Other supporters said a statewide smoking ban, which Dooley has indicated he prefers, won’t happen unless the county acts on the issue first.

Fraser’s legislation represents the third attempt by a councilman in recent years to move toward a smoke-free county.

However, some councilmen appeared frustrated with the seemingly rushed effort to get the smoking ban through the council and onto the ballot.

“We have not gotten to the table with both sides here. Just like the last two times we’ve thrown a bill out here for, and I’m gonna say it, for political purposes,” O’Mara said to a round of applause. “There should be some compromise at the table for businesses, casinos, the non-smoking group, to make this a better county. And we have not done that in the last three tries with this bill.

“It’s not fair to the council, it’s not fair to you as taxpayers, it’s not fair to the businesses in St. Louis County.”

O’Mara later moved that the legislation be sent to the council’s Justice and Health Committee for further review. His motion failed.

Erby, who said the previous week she’d support a ban with no exemptions, voted against both substitute bills because both versions of the ban contained exemptions.

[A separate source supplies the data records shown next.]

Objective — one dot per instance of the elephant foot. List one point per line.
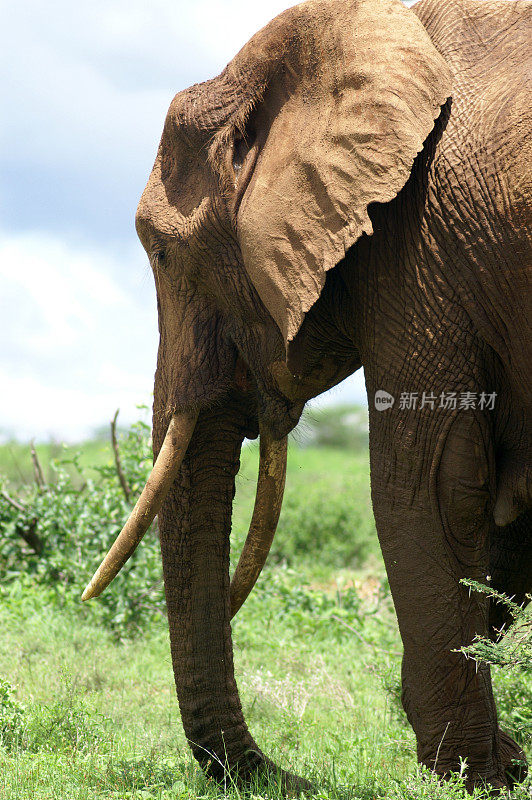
(257, 771)
(513, 760)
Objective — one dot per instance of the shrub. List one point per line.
(512, 652)
(75, 519)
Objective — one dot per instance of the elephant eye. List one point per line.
(159, 259)
(242, 145)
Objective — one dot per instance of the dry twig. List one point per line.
(37, 469)
(118, 462)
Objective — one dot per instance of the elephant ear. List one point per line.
(342, 95)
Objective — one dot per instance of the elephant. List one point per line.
(351, 191)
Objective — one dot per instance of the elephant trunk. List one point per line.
(168, 461)
(194, 525)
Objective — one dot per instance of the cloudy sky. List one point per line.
(84, 95)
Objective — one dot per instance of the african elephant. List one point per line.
(351, 190)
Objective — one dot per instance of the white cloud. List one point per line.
(85, 90)
(75, 344)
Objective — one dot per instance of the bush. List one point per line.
(11, 717)
(73, 522)
(344, 427)
(324, 522)
(512, 652)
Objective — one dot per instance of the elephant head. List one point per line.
(262, 181)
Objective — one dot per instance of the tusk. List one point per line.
(147, 506)
(268, 503)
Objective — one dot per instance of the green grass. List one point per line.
(317, 662)
(16, 464)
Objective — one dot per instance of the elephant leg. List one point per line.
(510, 567)
(432, 479)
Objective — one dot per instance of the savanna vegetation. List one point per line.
(87, 702)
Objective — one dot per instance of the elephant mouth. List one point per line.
(266, 512)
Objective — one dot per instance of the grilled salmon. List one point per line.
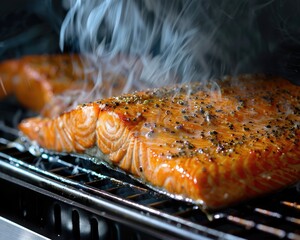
(213, 146)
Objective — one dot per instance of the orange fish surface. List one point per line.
(216, 147)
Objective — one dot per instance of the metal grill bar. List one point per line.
(277, 216)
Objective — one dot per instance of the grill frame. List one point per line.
(84, 191)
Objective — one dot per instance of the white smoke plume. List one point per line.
(158, 42)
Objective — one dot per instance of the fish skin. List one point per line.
(216, 148)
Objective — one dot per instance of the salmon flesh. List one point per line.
(212, 146)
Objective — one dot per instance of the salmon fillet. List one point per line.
(214, 147)
(37, 81)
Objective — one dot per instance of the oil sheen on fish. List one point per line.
(214, 147)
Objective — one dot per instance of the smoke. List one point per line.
(156, 42)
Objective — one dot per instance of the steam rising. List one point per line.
(158, 39)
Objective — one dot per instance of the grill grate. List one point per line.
(112, 193)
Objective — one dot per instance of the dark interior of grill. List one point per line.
(67, 197)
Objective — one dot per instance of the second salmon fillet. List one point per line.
(213, 147)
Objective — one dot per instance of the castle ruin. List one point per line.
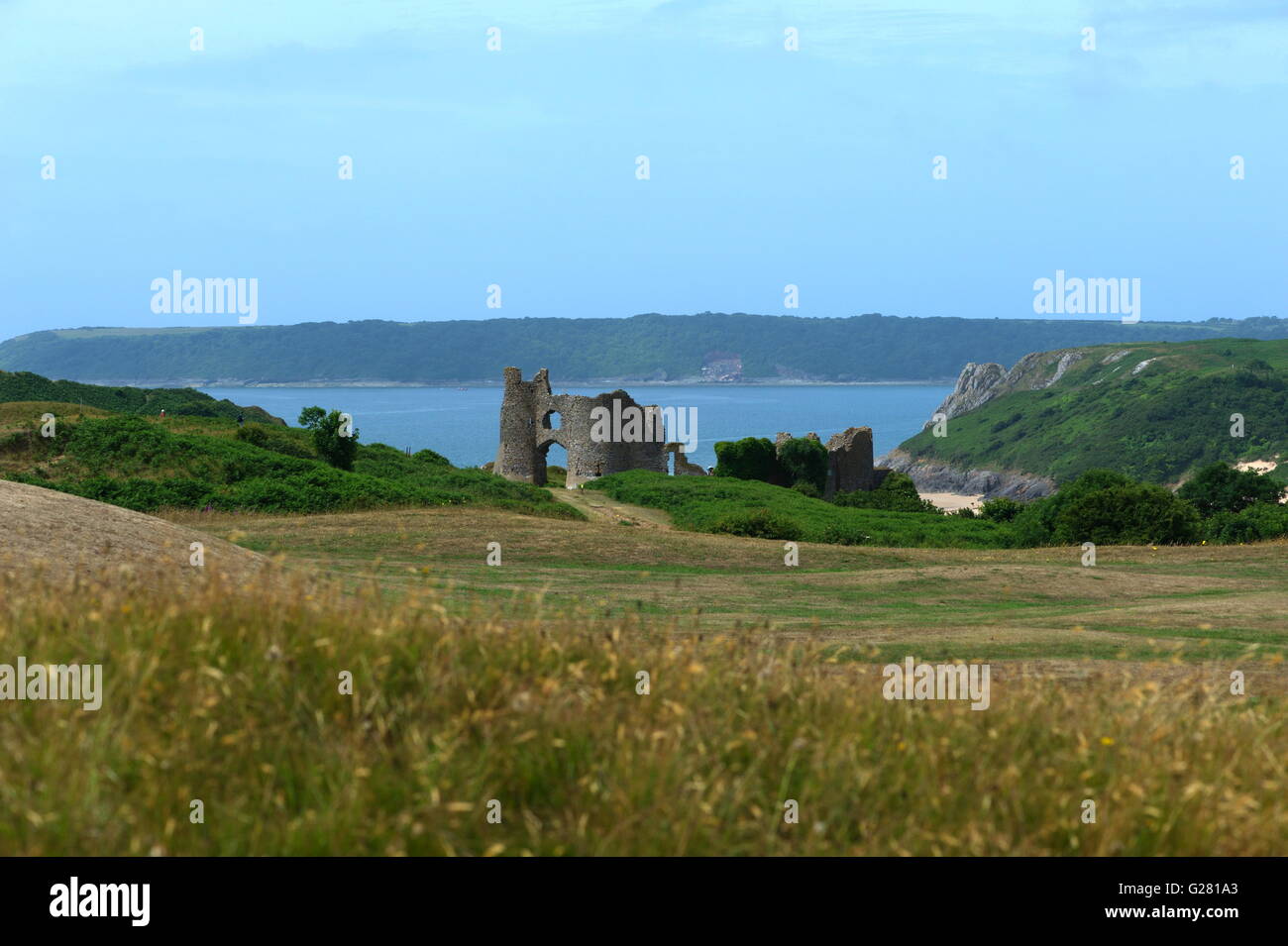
(532, 418)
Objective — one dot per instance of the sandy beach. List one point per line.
(951, 502)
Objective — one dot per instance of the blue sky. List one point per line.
(518, 167)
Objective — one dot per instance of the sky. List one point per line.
(476, 166)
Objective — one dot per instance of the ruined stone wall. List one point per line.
(532, 418)
(849, 461)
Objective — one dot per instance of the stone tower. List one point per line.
(532, 418)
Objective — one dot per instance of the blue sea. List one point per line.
(464, 425)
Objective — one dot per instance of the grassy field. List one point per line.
(700, 503)
(147, 463)
(516, 684)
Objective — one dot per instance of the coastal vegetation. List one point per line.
(657, 348)
(1154, 412)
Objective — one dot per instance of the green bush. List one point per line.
(1000, 508)
(1256, 523)
(750, 459)
(1220, 488)
(274, 439)
(803, 460)
(1108, 507)
(760, 524)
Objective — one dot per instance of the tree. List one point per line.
(331, 444)
(1220, 488)
(897, 493)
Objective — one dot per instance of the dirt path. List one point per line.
(600, 506)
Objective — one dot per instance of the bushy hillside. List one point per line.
(22, 386)
(863, 348)
(755, 508)
(1155, 412)
(142, 464)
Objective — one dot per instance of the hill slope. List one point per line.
(658, 348)
(1153, 411)
(62, 537)
(25, 386)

“I’m for a clean-air bill with no exemptions,” Erby said. “But I’m also for a fair bill that we’ve taken some time to draft before we put it out to the voters. I believe in giving it to the voters and letting the voters decide, but I believe we cannot do that in one week’s time. We received this bill last week about 10 minutes into the meeting. That is unfair.”

Stenger, whom a number of the evening’s attendees called the legislation’s “swing vote,” told the Call after the meeting the second substitute bill contained “forward-thinking” language and was a “very big step in the right direction.”

He previously said he would support a public vote on the smoking ban, but was concerned about the well-being of south county’s small bars, as well as the Pinnacle River City Casino opening early next year in Lemay.

Asked if he believed the ban could be challenged as unconstitutional in court, Stenger, an attorney whose firm specializes in unfair competition business litigation, said, “Bills are challenged every day … This bill isn’t immune from challenges.”

However, he added, “I think it’s a solid bill.”